Doch das war dem Spiel egal, es wurde immer besser. Beide Teams lieferten sich einen immer mehr mitreissenden Fight. Bereits in der 44. Minute kam der nächste Höhepunkt. Aaron Palushaj erwischte Tomi Karhunen von weit hinter der Torlinie mit einem rotzfrechen Treffer. Der HCD lag zum 3. Mal in Führung, musste sie aber zum 3. Mal auch wieder abgeben. Nachdem beide Teams eine doppelte Überzahl nicht nutzen konnten, waren es die Berner, die wiederum im einfachen Überzahlspiel zum Ausgleich durch Moser kamen (56.). Nicht unverdient, wenn man das ganze Spiel betrachtete.

Denn die Davoser hatten es klar ihrem Torhüter Sandro Aeschlimann zu verdanken, dass sie nach 60 Minuten einen Punkt sicher im Sack hatten und um den Zweiten weiter kämpfen konnten. Aeschlimann zeigte eine herausragende Partie, parierte in 65 Minuten 37 von 40 Schüssen (92.5%) und stach den neuen SCB-Keeper Karhunen deutlich aus.

Dies belegte am Schluss auch die Bilanz im Penaltyschiessen, in dem nach einer torlosen Verlängerung über die Vergabe des 2. Punkts entschieden wurde. Karhunen musste sich von Ambühl, Palushaj, Baumgartner und Tedenby geschlagen geben, Aeschlimann konnte nur durch Praplan und Arcobello bezwungen werden.

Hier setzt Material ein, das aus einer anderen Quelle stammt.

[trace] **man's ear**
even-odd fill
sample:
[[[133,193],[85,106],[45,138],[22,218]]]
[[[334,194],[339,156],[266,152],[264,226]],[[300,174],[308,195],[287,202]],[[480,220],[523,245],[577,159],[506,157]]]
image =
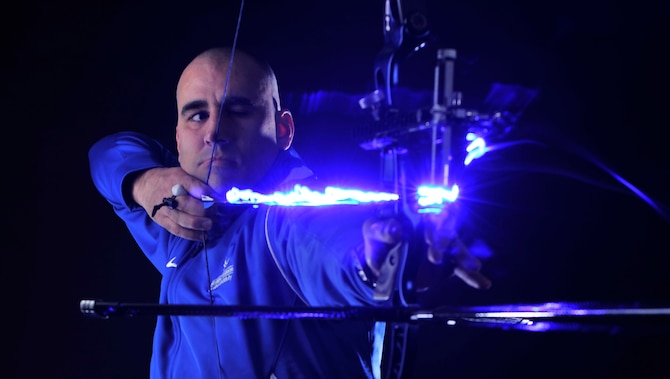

Damit kommt es am Samstagabend im Eisstadion Davos zum Spitzenkampf zwischen dem Leader ZSC und dem virtuellen Leader HCD. Spielbeginn ist um 19.45h. Sitzplatztickets sind ausverkauft, aber Stehplätze hat es noch im Online-Ticketshop.

Telegramm: Bern - Davos 3:4 (1:2, 1:0, 1:1, 0:0) n.P.
16'178 Zuschauer. - SR Stricker/Urban, Obwegeser/Altmann. - Tore: 5. Tedenby (Corvi) 0:1. 11. Sciaroni (Heim) 1:1. 19. Du Bois (Jung, Baumgartner) 1:2. 38. Untersander (Ebbett, Arcobello/Ausschluss Lindgren) 2:2. 44. Palushaj 2:3. 56. Moser (Ausschluss Tedenby) 3:3. .

Penaltyschiessen: Ambühl 0:1, Praplan 1:1; Palushaj 1:2, Untersander -; Corvi -, Arcobello 2:2; Baumgartner 2:3, Mursak -; Tedenby 2:4.

Strafen: 4mal 2 Minuten gegen Bern, 6mal 2 Minuten gegen Davos

Bern: Karhunen; Andersson, Beat Gerber; Untersander, Henauer; Burren, Blum; Colin Gerber; Sciaroni, Heim, Scherwey; Praplan, Mursak, Ebbett; Rüfenacht, Arcobello, Moser; Spiller, Berger, Kämpf; Jeremi Berger.
Davos: Aeschlimann; Du Bois, Jung; Nygren, Paschoud; Stoop, Guerra; Kienzle; Herzog, Bader, Ambühl; Hischier, Corvi, Tedenby; Palushaj, Lindgren, Baumgartner; Frehner, Aeschlimann, Dino Wieser.

Bemerkungen: Bern ohne Krueger, Grassi, Bieber und Pestoni (alle verletzt), McDonald (überzähliger Ausländer), Davos ohne Rantakari(überzähliger Ausländer), Glarner und Marc Wieser (verletzt), Portmann und Heinen (Rockets) und Barandun (U20).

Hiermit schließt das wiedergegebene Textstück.